HTML/SGML parsing (re: sgml-lex)

Jim Taylor (JHTaylor@videodiscovery.com)
Wed, 10 Jul 1996 18:19:14 -0800


Message-Id: <s1e3f52e.009@videodiscovery.com>
Date: Wed, 10 Jul 1996 18:19:14 -0800
From: Jim Taylor <JHTaylor@videodiscovery.com>
To: connolly@beach.w3.org
Cc: www-html@w3.org
Subject: HTML/SGML parsing (re: sgml-lex)

I urge anyone writing a browser or any sort of HTML parser to read Dan
Connolly's excellent "A Lexical Analyzer for HTML and Basic SGML" (a
work in progress at
http://www.w3.org/pub/WWW/TR/WD-sgml-lex). (If you haven't read it
since June 1996, go read it again -- it has improved substantially
from earlier versions.)

As recommended in the document, I'm addressing my comments to this
group with "sgml-lex" in the subject.

It's unclear to me exactly why the tag <abc_def> is an error but <abc
def> (a tag with a value) is not.

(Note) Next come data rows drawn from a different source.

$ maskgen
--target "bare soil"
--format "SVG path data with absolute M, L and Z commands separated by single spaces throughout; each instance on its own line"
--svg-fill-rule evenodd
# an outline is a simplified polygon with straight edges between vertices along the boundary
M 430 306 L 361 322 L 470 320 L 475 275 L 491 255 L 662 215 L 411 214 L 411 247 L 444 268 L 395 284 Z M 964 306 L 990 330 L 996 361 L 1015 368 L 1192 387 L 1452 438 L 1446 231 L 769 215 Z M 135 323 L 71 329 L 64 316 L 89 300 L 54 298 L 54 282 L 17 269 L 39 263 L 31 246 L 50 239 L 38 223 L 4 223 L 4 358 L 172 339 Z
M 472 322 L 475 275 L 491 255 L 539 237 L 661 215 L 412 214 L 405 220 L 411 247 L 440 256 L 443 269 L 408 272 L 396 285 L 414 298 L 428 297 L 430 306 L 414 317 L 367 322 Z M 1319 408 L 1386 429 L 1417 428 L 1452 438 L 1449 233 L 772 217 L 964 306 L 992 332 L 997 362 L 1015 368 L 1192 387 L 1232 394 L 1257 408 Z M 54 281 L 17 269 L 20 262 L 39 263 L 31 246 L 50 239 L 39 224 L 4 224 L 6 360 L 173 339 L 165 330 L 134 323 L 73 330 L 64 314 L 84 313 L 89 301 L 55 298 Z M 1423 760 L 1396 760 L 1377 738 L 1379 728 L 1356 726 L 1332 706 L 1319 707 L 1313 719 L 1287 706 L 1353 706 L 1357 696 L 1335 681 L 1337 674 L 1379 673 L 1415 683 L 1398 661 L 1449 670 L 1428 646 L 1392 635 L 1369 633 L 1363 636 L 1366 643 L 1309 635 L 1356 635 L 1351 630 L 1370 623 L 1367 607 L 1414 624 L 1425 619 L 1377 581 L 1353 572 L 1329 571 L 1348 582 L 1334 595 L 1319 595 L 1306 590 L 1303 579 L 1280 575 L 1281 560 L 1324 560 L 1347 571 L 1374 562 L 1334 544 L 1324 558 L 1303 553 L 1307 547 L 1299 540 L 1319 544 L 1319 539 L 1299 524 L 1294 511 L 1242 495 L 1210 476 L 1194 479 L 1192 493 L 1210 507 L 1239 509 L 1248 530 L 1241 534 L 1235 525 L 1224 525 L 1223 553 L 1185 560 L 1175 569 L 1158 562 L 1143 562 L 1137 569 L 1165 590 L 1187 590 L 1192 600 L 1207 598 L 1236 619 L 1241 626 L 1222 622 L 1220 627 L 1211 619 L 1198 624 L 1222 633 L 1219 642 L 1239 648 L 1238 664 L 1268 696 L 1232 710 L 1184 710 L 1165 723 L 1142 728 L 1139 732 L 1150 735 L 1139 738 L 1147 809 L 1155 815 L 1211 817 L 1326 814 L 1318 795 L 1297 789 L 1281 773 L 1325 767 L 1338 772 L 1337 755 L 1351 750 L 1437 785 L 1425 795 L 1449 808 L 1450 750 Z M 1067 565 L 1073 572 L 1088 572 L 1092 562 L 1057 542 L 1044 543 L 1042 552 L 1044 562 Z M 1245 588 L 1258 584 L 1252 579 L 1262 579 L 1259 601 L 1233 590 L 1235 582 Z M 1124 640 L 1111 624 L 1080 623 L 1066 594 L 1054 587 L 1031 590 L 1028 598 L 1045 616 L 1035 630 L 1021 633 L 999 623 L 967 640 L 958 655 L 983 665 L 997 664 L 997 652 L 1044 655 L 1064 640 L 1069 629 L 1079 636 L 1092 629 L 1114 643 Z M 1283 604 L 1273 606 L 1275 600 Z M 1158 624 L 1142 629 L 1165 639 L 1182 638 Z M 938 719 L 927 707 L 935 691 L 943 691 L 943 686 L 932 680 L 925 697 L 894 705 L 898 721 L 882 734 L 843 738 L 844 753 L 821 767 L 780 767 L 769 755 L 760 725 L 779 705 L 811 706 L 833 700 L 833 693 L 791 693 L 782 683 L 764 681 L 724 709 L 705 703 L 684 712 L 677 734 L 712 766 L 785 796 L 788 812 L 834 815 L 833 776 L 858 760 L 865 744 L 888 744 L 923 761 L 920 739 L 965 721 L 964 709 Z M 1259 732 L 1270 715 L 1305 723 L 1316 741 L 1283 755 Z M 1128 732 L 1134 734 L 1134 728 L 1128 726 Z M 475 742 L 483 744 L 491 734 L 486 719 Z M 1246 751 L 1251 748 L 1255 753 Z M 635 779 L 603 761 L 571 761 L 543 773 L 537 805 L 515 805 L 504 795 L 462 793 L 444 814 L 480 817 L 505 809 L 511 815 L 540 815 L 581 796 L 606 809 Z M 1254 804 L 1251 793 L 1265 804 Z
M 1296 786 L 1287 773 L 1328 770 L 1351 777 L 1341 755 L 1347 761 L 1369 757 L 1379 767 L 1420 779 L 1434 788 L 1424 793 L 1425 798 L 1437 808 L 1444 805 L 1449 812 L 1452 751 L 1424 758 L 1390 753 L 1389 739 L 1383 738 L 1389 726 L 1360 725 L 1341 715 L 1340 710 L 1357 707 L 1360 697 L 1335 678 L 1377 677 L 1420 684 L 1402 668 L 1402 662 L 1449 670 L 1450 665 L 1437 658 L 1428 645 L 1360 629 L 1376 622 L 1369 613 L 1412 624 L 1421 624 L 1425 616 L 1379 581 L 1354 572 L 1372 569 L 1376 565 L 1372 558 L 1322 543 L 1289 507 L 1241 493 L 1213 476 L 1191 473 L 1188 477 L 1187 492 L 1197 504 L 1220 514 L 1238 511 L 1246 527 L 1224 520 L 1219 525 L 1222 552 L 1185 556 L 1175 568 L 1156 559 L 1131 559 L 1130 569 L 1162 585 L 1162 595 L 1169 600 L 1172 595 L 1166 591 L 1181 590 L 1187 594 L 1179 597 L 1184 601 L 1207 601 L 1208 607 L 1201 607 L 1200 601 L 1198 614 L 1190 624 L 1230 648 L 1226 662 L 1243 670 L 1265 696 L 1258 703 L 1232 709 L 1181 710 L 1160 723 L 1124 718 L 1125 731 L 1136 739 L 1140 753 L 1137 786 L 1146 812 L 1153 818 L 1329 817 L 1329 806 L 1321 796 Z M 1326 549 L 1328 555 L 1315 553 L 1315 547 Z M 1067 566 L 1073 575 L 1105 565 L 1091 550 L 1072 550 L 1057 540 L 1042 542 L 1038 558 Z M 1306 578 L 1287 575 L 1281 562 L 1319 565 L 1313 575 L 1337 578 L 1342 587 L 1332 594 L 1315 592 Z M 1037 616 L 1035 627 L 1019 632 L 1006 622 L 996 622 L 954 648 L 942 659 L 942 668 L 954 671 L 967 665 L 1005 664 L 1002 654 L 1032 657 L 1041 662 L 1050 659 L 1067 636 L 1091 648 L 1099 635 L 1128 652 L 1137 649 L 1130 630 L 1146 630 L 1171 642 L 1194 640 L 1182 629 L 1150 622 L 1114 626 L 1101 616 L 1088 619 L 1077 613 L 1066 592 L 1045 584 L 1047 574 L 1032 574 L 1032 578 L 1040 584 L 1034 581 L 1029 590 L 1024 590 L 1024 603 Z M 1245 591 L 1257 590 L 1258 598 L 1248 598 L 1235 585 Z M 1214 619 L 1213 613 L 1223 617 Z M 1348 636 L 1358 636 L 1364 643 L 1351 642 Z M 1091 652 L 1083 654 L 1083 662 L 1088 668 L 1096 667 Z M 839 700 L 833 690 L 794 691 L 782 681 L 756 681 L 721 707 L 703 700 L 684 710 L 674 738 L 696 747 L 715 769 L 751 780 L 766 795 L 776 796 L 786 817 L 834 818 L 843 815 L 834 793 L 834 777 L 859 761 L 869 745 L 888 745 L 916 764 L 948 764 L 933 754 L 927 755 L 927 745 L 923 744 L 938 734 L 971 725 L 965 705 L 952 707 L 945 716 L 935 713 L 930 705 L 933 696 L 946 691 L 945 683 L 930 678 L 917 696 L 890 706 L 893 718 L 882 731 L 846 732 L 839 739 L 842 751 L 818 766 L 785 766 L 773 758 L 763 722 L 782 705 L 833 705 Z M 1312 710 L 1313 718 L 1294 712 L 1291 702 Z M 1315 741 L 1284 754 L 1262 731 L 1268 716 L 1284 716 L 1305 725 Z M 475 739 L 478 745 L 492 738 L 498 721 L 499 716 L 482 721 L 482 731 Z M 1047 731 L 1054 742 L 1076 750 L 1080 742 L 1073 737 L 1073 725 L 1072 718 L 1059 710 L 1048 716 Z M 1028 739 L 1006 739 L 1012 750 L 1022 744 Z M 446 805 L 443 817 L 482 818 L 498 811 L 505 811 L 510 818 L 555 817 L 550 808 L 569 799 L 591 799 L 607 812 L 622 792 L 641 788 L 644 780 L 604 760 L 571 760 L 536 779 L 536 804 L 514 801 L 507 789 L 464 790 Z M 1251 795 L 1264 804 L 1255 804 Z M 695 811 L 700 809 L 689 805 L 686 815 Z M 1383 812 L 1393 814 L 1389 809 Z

I'm sure this is from my limited
knowledge of SGML, but since I'm probably a fair representative of
the intended audience of this document perhaps this should be
clarified.

The question is, what separates tag names from attribute
specifications? Does SGML explicitly state that attribute
specifications must be delimited by whitespace, or can any unexpected
character act as delimiter? 

And what exactly is whitespace? SPACE, RE, RS, and SEPCHAR only? Does
that mean
<abc
def>
is ok? If not, this could be dangerous if an editor or other process
hard wraps HTML at spaces. 

The flex input file seems to indicate that spaces but not other
whitespace can come after the attribute name and the =. Is this part
of SGML syntax?

Dan, it might be helpful to add a short discussion of whitespace in
the context of SGML and HTML, including where its
appropriate/necessary and where it's not.

______________________________________________
Jim "The Frog" Taylor, Director of Information Technology
<mailto:jhtaylor@videodiscovery.com>
Videodiscovery, Inc. - Multimedia Education for Science and Math
Seattle, WA, 206-285-5400 <http://www.videodiscovery.com/vdyweb>